Jessie the typesetter sat in the far corner of the large, utilitarian production room. I think the copy she relayed to me for proofreading was printed on plain paper. I fed the sheets into a phototypesetting computer. It had some OCR (optical character recognition — a term I learned later) capability, but it wasn’t hyper-precise so part of my job was to clean up the mess. My workstation had a video display screen, a QWERTY keyboard, and the characteristic IBM Selectric “golf ball” but one that produced what looked like an extended barcode under the letters. After I’d made my corrections, I hit a key, which produced a long tape with many holes punched in it. Each pattern represented a specific letter, punctuation mark, or other typographical instruction. Like this:

I then took the tape and threaded it through the CompuGraphic photocompositor, which was massive and gray and dominated its corner of the room. It produced film in a sealed container. This I took over to the developer, which looked like a big white washboard or sloping easel. What eventually came over the top of the easel/washboard was, voilà! a galley proof.

At this stage I sometimes spotted errors that had escaped my not-yet-eagle eye. I was learning, on the fly and without a supervisor, how to read like a proofreader: letter for letter, not word for word. As you might guess, the procedure just described was way too complicated and time-consuming to be repeated just to correct transposed words or letters, which is what nearly all of these errors were. So I’d go to the light table and with straight edge, X-acto knife, and Scotch tape correct the goof manually. I was pretty good at this, and the ability stood me in good stead through the coming years of laying out flyers with Formaline and presstype.

Correcting typos got much easier when I got my first PC in 1985, but CTRL-X,C,V and all the rest of it did not make my manual dexterity entirely obsolete. It wasn’t till the mid to late 1990s that desktop publishing technology made Formaline, presstype, and proportional scales largely obsolete (but as you can see, I’ve still got mine).

Notes

[1] Both were re-elected that year. In 1978, the house was shrunk from 240 members to 160, and the resulting redistricting threw them into the same district. Noble decided not to run again. She had taken a lot of heat not only as an out lesbian but as a staunch supporter of school desegregation, a very hot issue in Boston during the 1970s. By the way, the resizing of the Massachusetts House of Representatives cost both Martha’s Vineyard and Nantucket their seats in the legislature.
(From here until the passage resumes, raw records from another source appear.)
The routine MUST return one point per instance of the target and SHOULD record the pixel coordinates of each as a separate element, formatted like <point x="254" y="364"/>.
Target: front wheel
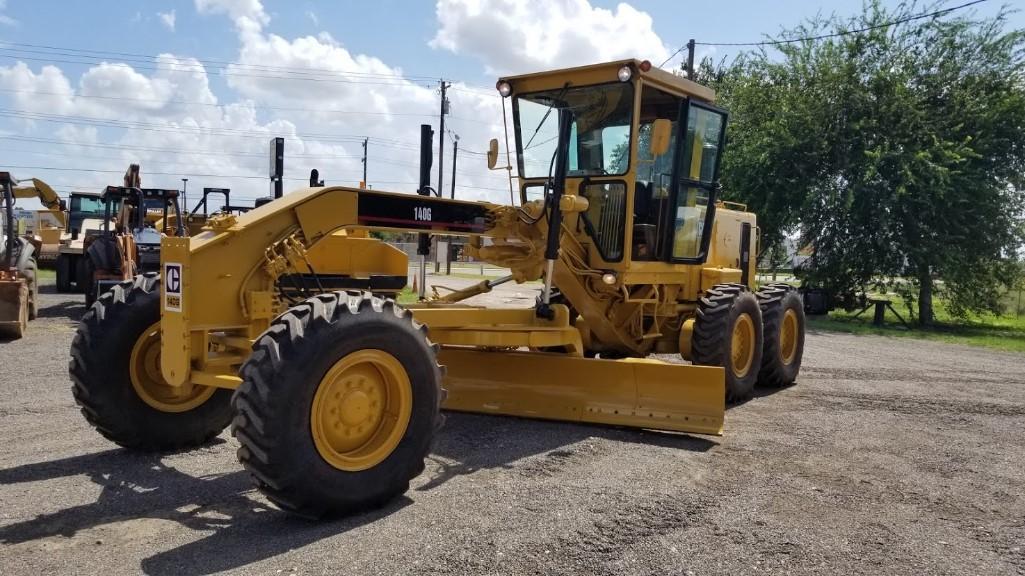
<point x="338" y="405"/>
<point x="115" y="370"/>
<point x="728" y="333"/>
<point x="783" y="319"/>
<point x="64" y="272"/>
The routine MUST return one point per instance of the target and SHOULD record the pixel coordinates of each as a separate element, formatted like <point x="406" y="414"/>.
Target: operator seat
<point x="644" y="227"/>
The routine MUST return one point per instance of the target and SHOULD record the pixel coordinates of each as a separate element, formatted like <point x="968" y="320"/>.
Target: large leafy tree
<point x="897" y="152"/>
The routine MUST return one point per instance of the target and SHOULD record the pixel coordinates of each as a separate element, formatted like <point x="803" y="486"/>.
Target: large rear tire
<point x="338" y="405"/>
<point x="783" y="322"/>
<point x="115" y="371"/>
<point x="31" y="273"/>
<point x="728" y="333"/>
<point x="86" y="279"/>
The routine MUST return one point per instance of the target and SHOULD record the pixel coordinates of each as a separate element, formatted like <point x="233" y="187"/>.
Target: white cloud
<point x="168" y="18"/>
<point x="519" y="36"/>
<point x="313" y="90"/>
<point x="243" y="12"/>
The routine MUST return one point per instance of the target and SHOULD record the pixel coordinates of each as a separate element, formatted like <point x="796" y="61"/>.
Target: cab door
<point x="696" y="182"/>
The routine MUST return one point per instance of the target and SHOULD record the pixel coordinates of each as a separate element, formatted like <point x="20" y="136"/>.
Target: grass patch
<point x="407" y="296"/>
<point x="1000" y="332"/>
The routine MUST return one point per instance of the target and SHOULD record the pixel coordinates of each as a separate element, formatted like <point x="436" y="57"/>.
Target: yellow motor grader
<point x="283" y="322"/>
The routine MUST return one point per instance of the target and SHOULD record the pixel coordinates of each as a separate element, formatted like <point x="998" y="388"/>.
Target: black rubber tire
<point x="775" y="299"/>
<point x="280" y="379"/>
<point x="31" y="273"/>
<point x="711" y="342"/>
<point x="86" y="270"/>
<point x="64" y="268"/>
<point x="101" y="385"/>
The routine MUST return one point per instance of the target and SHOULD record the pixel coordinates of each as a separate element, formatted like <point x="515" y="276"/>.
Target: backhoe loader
<point x="282" y="321"/>
<point x="129" y="240"/>
<point x="18" y="290"/>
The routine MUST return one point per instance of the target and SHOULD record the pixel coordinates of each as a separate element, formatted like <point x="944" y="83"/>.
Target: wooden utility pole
<point x="690" y="59"/>
<point x="441" y="160"/>
<point x="441" y="138"/>
<point x="365" y="161"/>
<point x="455" y="154"/>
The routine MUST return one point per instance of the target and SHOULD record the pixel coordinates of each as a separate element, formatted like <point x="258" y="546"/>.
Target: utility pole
<point x="365" y="161"/>
<point x="441" y="137"/>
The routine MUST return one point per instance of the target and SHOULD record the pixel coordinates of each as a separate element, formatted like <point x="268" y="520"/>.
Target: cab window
<point x="654" y="182"/>
<point x="698" y="165"/>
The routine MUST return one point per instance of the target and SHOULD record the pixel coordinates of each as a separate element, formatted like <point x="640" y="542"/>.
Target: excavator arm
<point x="47" y="197"/>
<point x="221" y="288"/>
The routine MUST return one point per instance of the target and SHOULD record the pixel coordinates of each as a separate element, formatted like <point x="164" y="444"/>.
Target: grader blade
<point x="645" y="394"/>
<point x="13" y="307"/>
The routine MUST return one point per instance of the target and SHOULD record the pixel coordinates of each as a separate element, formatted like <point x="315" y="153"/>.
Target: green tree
<point x="896" y="152"/>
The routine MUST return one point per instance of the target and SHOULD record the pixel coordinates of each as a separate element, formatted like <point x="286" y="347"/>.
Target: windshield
<point x="83" y="207"/>
<point x="600" y="136"/>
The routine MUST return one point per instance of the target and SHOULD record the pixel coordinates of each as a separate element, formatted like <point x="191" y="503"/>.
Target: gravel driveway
<point x="889" y="456"/>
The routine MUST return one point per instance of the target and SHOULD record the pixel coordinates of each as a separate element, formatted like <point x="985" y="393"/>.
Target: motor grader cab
<point x="128" y="243"/>
<point x="18" y="290"/>
<point x="280" y="321"/>
<point x="196" y="220"/>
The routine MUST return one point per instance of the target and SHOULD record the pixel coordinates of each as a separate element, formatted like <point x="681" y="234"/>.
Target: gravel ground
<point x="889" y="456"/>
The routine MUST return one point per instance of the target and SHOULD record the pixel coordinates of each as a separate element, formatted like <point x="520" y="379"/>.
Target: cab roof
<point x="607" y="72"/>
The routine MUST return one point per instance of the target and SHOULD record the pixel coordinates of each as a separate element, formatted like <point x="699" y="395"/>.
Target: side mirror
<point x="492" y="154"/>
<point x="659" y="141"/>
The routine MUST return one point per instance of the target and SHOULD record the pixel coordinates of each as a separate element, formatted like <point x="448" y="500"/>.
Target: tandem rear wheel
<point x="338" y="405"/>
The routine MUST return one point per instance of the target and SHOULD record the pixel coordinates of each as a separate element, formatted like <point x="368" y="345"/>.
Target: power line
<point x="155" y="58"/>
<point x="201" y="175"/>
<point x="203" y="130"/>
<point x="834" y="34"/>
<point x="17" y="50"/>
<point x="216" y="105"/>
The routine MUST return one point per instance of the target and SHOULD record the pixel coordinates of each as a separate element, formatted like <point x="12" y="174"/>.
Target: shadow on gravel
<point x="469" y="443"/>
<point x="71" y="306"/>
<point x="139" y="486"/>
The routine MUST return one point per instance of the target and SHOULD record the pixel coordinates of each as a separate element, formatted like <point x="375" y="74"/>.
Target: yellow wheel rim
<point x="361" y="410"/>
<point x="788" y="337"/>
<point x="144" y="370"/>
<point x="742" y="346"/>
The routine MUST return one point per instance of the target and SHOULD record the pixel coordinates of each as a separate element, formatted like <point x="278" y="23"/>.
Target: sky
<point x="197" y="88"/>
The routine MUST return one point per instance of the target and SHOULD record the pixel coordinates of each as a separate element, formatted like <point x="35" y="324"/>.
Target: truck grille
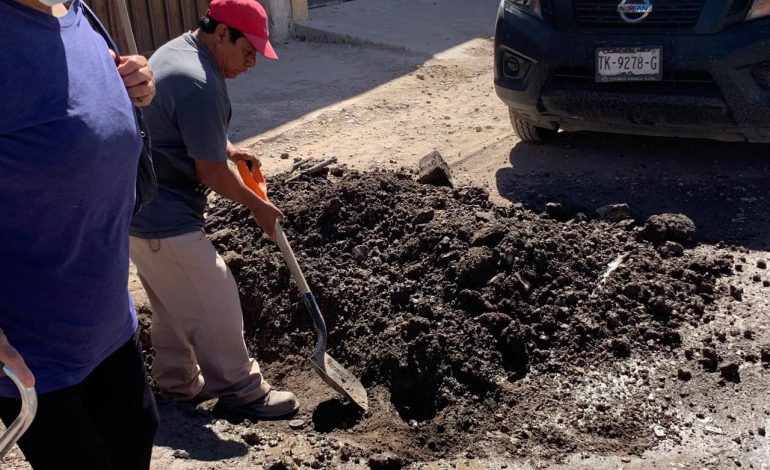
<point x="667" y="15"/>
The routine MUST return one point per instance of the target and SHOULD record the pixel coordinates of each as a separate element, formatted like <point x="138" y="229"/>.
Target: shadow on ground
<point x="723" y="187"/>
<point x="184" y="428"/>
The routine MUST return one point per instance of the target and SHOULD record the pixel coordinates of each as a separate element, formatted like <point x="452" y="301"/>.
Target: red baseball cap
<point x="248" y="17"/>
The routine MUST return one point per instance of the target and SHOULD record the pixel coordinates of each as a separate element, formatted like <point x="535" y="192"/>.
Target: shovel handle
<point x="27" y="414"/>
<point x="304" y="289"/>
<point x="256" y="182"/>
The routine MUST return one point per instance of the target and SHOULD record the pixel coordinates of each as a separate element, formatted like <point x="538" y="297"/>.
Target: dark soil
<point x="469" y="322"/>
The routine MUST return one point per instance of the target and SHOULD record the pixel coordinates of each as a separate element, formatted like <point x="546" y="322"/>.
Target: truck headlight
<point x="759" y="9"/>
<point x="529" y="6"/>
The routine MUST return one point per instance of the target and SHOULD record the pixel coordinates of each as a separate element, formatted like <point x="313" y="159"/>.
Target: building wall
<point x="155" y="22"/>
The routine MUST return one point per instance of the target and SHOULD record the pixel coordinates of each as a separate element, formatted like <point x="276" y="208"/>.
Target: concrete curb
<point x="307" y="32"/>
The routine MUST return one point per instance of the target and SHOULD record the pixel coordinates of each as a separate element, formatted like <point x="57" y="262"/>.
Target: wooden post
<point x="299" y="10"/>
<point x="126" y="33"/>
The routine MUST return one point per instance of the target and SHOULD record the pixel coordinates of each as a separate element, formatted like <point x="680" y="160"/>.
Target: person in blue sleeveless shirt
<point x="69" y="148"/>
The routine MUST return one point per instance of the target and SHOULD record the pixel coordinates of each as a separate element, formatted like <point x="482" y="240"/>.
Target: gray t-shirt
<point x="188" y="121"/>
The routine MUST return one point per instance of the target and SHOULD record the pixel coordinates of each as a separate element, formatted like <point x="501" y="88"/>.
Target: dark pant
<point x="106" y="422"/>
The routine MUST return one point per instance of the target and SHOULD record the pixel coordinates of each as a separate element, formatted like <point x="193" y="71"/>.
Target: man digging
<point x="197" y="323"/>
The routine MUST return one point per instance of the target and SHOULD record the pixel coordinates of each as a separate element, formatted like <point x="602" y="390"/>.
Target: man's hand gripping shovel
<point x="27" y="414"/>
<point x="330" y="370"/>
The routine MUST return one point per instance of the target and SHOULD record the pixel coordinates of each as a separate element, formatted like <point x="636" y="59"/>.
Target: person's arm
<point x="138" y="78"/>
<point x="226" y="182"/>
<point x="11" y="357"/>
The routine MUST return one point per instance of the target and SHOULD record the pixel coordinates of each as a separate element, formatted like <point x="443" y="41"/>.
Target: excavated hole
<point x="447" y="301"/>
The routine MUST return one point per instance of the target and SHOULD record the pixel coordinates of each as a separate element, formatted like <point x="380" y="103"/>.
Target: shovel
<point x="330" y="370"/>
<point x="27" y="414"/>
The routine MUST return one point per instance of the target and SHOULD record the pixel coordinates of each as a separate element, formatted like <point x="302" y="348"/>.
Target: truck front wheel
<point x="529" y="132"/>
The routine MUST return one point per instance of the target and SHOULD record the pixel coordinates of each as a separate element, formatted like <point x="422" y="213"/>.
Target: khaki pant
<point x="197" y="323"/>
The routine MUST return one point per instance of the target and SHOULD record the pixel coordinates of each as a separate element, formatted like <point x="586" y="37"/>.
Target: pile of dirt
<point x="474" y="320"/>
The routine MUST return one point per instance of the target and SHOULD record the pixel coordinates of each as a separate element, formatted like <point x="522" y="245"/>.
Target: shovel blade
<point x="340" y="379"/>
This prompted a “Secede Now” movement, and I have a T-shirt to prove it. I’m wearing it in my profile pic. More about it by and by.

[2] This might have been the Massachusetts Lawyers Weekly, which still exists but which was founded in 1972. My recollection is that this was a startup modeled on something similar being published in New York. The Weston Town Crier, along with its siblings in Wayland and Sudbury, still exists in some form, but it seems to be published in Framingham and owned by Gannett.